A federal judge sentenced Chris Correra, the former scouting director of the St. Louis Cardinals, to 46 months in federal prison for hacking the Houston Astros’ player personnel database and email system in an unusual case of high-tech cheating involving two Major League Baseball clubs.
Christopher Correa had pleaded guilty in January to five counts of unauthorized access of a protected computer from 2013 to at least 2014, the same year he was promoted to director of baseball development in St. Louis. He was fired last summer and now faces 46 months behind bars and a court order to pay $279,038 in restitution. He had faced up to five years in prison on each count.
Correa read a letter in court before he was sentenced by U.S. District Court Judge Lynn Hughes and he said he was “overwhelmed with remorse and regret for my actions.”
“I violated my values and it was wrong … I behaved shamefully,” he said. “The whole episode represents the worst thing I’ve done in my life by far.”
Cardinals Chairman Bill DeWitt Jr. released a statement on behalf of the club.

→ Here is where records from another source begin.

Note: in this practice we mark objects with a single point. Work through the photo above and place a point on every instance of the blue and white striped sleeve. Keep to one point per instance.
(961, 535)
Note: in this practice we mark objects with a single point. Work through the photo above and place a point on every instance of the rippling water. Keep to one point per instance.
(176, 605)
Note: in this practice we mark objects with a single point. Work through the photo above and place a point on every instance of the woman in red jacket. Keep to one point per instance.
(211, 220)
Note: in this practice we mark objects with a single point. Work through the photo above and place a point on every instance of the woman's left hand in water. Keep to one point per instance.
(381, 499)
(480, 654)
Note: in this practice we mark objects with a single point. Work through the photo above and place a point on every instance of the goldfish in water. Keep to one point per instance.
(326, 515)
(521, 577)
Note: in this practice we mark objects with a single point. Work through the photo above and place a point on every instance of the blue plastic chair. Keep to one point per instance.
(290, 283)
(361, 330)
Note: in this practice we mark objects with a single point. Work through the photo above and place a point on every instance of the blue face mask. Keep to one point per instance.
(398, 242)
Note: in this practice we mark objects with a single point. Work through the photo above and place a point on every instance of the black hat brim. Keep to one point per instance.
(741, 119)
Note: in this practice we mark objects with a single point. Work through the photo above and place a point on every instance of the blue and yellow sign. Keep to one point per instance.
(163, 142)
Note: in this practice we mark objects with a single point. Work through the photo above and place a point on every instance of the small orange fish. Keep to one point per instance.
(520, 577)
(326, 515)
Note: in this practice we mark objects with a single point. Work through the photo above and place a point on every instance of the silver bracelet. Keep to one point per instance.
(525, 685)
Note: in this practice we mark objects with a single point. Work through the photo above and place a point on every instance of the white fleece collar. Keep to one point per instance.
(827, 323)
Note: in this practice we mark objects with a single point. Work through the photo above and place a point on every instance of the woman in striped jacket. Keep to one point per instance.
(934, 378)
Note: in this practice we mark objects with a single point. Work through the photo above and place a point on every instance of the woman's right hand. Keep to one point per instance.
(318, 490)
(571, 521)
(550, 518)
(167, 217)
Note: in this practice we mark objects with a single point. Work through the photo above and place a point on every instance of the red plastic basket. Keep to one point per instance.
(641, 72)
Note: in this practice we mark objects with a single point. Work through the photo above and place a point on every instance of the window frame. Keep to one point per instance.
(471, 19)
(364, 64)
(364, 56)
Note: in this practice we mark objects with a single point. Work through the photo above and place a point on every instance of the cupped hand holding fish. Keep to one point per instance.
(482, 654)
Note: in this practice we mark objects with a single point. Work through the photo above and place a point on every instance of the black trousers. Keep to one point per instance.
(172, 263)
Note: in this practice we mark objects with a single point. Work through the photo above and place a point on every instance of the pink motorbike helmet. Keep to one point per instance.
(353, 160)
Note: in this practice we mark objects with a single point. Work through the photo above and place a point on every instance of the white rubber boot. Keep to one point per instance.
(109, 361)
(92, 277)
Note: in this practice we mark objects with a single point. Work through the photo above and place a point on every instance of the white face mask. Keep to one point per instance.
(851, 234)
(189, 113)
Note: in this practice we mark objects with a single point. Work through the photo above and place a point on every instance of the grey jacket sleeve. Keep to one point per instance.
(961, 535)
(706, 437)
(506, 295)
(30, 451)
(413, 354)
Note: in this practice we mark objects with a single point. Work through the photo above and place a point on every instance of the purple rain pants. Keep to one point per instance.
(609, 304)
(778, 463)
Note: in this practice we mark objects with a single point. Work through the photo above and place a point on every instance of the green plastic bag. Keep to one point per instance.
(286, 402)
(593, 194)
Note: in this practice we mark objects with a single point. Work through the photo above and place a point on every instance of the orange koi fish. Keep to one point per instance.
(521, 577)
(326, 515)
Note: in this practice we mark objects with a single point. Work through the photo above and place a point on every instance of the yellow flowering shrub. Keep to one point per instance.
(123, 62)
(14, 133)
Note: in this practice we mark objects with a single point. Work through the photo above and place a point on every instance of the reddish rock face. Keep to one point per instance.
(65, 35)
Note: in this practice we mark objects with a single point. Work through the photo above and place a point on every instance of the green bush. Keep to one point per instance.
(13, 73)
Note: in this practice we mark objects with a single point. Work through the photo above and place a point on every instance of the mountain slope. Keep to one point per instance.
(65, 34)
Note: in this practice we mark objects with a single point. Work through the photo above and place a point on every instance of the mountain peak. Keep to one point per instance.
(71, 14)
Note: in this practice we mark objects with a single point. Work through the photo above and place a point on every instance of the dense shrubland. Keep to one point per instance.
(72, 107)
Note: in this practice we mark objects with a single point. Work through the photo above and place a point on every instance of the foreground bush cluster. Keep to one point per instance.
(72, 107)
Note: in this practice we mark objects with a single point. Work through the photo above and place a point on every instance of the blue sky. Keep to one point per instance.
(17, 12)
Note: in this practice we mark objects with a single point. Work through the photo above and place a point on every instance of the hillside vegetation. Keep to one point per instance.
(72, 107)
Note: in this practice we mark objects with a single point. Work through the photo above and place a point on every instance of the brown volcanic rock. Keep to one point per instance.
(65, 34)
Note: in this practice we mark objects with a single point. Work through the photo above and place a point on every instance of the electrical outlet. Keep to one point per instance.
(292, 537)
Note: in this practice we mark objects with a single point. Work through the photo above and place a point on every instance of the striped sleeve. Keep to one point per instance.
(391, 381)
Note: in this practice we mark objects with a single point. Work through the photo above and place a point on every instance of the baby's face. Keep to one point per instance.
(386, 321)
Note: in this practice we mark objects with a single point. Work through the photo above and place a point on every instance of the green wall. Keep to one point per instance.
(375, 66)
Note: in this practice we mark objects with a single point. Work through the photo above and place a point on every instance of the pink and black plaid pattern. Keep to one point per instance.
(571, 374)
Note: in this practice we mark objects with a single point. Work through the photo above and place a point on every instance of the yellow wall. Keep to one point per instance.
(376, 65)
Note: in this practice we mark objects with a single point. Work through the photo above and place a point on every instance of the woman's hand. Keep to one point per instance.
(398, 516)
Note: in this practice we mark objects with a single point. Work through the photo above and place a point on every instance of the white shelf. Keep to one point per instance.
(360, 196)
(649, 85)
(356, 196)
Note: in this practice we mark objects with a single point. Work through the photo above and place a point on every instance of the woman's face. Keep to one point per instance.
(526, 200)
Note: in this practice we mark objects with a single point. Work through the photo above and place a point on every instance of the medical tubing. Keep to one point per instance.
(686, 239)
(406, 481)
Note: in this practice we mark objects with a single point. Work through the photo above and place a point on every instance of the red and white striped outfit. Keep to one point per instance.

“While today’s sentencing of Chris Correa marks the end of the Government’s investigation, we also understand that the Office of the Commissioner of Baseball will now conduct its own investigation of this matter. As we did with the Government during its investigation, we intend to fully cooperate with the Commissioner’s Office in connection with its investigation so that this matter can finally be resolved. Pending the outcome of the Commissioner’s investigation, we will have no further comment.”